Thursday, March 12, 2009

Depending on people or being a burden?

So this morning I had oral surgery so I am not allowed by my doctors to do very much for about 24 hours, which frankly stinks because other than a little pain I feel fine. I was really hungry after the anaesthesia wore off so my mom and sisters made me some soup although it didn't taste to good because I cant have anything hot so we had to let it cool down first and soup just isn't soup when its cold. So for dinner my dad and Cayla went to the store and bought me instant potatoes because the rest of my family was having chicken potpie. Dad was half-way done with his dinner when I finally asked if he could make me some potatoes when he was finished and Cayla said she would make me some well awhile later I was still hungry and there weren't any potatoes made so I asked again and I guess it was the wrong time to ask cause dad got upset and yell saying "Yes I will make the stupid potatoes now!" Which made me feel like I was being a burden because I couldn't make them myself and someone had to stop what they were doing just to make my food.
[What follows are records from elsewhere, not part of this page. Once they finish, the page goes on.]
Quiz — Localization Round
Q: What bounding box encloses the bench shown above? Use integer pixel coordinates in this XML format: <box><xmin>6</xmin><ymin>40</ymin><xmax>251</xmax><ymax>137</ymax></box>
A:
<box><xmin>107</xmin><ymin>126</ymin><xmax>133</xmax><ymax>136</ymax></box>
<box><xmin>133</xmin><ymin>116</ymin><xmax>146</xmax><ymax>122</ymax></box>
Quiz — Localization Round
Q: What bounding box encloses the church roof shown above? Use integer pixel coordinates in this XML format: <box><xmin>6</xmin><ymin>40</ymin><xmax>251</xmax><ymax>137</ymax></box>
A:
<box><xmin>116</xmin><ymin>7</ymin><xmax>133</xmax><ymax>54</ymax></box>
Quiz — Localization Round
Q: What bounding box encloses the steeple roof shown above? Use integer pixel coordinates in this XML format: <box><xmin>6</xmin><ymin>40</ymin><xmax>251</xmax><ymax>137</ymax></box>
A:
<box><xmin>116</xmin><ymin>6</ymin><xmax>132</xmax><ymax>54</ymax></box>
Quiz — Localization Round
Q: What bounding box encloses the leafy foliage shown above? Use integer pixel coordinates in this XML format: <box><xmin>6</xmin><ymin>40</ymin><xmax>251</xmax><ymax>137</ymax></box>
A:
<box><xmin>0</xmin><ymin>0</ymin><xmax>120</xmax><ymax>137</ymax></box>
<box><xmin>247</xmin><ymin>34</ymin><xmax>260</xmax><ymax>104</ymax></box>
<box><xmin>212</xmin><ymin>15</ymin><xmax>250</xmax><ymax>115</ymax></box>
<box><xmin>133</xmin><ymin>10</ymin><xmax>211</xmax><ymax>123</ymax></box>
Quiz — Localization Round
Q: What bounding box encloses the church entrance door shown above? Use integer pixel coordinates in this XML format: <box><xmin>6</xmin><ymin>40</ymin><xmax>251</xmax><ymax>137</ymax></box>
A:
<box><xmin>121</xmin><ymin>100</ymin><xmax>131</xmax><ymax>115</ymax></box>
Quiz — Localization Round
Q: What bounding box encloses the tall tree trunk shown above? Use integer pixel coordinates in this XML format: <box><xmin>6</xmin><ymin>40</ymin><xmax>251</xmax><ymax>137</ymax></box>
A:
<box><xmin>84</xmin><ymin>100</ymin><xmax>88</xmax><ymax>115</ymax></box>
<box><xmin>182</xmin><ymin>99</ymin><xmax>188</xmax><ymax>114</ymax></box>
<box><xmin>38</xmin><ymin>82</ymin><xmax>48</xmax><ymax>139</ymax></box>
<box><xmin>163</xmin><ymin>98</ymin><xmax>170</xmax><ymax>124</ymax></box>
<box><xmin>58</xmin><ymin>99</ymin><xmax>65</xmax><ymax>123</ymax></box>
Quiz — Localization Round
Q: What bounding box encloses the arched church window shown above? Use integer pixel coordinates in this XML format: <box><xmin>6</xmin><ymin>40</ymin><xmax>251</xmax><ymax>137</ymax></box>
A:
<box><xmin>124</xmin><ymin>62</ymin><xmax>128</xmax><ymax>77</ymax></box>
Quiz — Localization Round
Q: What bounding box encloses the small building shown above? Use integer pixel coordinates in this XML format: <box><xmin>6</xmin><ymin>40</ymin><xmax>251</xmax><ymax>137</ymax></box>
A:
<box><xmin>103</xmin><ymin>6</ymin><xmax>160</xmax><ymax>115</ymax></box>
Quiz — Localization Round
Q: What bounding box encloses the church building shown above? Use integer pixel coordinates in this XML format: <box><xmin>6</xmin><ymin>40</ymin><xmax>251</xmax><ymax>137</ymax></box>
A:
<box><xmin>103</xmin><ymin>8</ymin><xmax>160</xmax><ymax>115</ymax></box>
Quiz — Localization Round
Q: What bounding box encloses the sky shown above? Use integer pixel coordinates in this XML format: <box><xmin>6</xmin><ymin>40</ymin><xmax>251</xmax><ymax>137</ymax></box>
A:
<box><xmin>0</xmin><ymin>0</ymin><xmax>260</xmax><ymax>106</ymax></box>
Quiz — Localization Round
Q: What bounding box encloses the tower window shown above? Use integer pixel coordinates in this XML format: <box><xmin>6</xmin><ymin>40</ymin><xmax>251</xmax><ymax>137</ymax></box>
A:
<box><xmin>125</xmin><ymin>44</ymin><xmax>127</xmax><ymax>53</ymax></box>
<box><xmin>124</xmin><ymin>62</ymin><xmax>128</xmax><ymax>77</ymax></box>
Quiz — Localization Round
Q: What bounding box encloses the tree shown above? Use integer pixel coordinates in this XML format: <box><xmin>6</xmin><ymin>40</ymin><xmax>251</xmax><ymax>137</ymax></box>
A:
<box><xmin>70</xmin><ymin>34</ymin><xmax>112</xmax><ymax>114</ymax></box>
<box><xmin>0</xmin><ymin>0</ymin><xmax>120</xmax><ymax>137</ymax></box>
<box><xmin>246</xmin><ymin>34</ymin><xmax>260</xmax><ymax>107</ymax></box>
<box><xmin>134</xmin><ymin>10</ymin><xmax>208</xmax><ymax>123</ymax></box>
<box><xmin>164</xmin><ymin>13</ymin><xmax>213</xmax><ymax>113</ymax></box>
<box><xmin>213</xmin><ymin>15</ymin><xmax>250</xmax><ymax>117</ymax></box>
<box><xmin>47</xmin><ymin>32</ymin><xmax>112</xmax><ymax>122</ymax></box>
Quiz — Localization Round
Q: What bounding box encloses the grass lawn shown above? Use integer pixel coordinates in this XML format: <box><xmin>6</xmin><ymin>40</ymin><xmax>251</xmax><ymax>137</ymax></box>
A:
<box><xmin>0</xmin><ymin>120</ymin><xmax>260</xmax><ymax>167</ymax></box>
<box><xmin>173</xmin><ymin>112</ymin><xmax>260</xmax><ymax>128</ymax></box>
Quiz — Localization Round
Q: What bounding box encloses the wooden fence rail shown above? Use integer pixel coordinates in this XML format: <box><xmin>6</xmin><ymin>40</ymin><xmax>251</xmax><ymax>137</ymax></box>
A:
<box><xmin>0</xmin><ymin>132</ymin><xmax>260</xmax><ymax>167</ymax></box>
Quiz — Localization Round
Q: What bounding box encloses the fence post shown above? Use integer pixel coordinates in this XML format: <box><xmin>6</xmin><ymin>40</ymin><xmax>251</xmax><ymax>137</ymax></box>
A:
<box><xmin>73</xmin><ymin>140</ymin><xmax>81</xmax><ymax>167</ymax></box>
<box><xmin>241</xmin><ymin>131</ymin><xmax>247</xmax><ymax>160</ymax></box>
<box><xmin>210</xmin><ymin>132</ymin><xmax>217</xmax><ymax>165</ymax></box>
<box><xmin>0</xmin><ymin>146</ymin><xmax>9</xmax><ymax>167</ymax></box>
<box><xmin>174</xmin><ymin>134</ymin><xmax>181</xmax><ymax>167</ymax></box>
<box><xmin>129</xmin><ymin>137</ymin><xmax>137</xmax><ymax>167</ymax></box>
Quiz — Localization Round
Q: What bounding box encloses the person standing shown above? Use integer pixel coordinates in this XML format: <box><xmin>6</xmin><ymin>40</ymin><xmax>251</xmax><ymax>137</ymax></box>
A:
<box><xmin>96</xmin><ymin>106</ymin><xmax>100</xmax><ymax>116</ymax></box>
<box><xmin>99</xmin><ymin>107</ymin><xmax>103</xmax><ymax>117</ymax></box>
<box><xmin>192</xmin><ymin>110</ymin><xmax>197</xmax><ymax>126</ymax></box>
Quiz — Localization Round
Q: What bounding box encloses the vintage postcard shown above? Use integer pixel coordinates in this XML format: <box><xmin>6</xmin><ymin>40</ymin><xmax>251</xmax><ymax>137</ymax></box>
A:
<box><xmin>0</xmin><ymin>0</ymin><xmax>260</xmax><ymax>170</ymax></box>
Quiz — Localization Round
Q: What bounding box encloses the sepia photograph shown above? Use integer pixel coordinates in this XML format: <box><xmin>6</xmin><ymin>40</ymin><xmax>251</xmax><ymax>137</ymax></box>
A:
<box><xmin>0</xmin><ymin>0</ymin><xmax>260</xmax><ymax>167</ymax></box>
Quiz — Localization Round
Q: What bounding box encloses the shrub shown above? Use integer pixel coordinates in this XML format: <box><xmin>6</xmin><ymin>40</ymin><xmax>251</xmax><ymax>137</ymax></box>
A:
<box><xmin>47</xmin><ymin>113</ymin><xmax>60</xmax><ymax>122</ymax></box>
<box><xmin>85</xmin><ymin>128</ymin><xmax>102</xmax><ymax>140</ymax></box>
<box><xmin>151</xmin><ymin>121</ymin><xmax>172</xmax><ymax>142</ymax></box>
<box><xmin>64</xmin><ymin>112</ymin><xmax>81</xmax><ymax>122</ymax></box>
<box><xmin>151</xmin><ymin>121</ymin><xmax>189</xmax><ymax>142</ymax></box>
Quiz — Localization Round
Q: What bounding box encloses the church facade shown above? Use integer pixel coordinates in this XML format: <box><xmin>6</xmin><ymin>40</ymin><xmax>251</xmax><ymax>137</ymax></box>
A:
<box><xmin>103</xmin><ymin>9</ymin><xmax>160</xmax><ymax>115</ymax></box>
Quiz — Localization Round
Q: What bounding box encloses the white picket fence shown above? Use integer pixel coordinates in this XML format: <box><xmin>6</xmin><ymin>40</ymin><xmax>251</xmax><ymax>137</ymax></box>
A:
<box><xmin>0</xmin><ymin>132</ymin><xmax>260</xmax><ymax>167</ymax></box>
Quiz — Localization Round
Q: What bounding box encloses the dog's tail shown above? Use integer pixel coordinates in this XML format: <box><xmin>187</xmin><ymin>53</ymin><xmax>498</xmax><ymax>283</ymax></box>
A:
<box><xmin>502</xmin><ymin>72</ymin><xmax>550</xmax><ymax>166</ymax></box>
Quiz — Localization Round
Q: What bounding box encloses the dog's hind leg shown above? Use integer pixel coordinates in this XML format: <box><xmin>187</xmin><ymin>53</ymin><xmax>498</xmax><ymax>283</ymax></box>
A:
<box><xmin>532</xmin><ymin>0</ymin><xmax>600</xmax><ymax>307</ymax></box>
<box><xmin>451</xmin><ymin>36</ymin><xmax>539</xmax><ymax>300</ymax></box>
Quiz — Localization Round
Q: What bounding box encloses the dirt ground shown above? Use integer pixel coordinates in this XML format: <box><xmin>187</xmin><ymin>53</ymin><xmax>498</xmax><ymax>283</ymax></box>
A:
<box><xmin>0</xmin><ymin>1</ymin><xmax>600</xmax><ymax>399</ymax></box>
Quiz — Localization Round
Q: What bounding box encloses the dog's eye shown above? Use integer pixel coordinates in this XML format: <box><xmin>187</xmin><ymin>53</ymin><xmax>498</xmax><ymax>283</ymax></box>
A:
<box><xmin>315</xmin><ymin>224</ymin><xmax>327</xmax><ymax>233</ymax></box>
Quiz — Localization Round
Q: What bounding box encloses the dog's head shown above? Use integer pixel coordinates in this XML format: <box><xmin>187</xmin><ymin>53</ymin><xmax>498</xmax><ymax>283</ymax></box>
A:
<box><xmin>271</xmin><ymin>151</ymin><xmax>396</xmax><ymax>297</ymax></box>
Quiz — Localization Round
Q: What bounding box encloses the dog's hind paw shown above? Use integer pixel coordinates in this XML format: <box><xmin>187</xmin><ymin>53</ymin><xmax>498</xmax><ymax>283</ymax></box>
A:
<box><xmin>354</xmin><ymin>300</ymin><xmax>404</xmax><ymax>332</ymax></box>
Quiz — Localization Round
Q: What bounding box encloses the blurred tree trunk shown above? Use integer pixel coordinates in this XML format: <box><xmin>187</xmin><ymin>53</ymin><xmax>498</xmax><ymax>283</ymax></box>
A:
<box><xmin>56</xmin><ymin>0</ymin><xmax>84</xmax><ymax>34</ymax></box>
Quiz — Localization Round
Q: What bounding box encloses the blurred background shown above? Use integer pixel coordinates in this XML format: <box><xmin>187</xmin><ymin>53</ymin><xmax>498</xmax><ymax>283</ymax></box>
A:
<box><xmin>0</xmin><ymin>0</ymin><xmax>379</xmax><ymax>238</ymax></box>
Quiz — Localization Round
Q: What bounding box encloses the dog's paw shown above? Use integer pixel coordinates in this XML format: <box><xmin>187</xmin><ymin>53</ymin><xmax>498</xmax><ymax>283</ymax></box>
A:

I hate feeling like I am being a burden to anyone at all it feels horrible, so I try harder to do everything myself so I'm not a burden and end up failing and be more of a burden then ever. So, what I have learned today is that I can't do everything myself and this goes along with my relationship with God too, I have to let him take control I can't do everything myself and I will fail if I try to! I realize that my dad wasn't angry at me for asking and he wasn't angry that he had to make the potatoes he was upset that the kids weren't obey and I had just added to his load.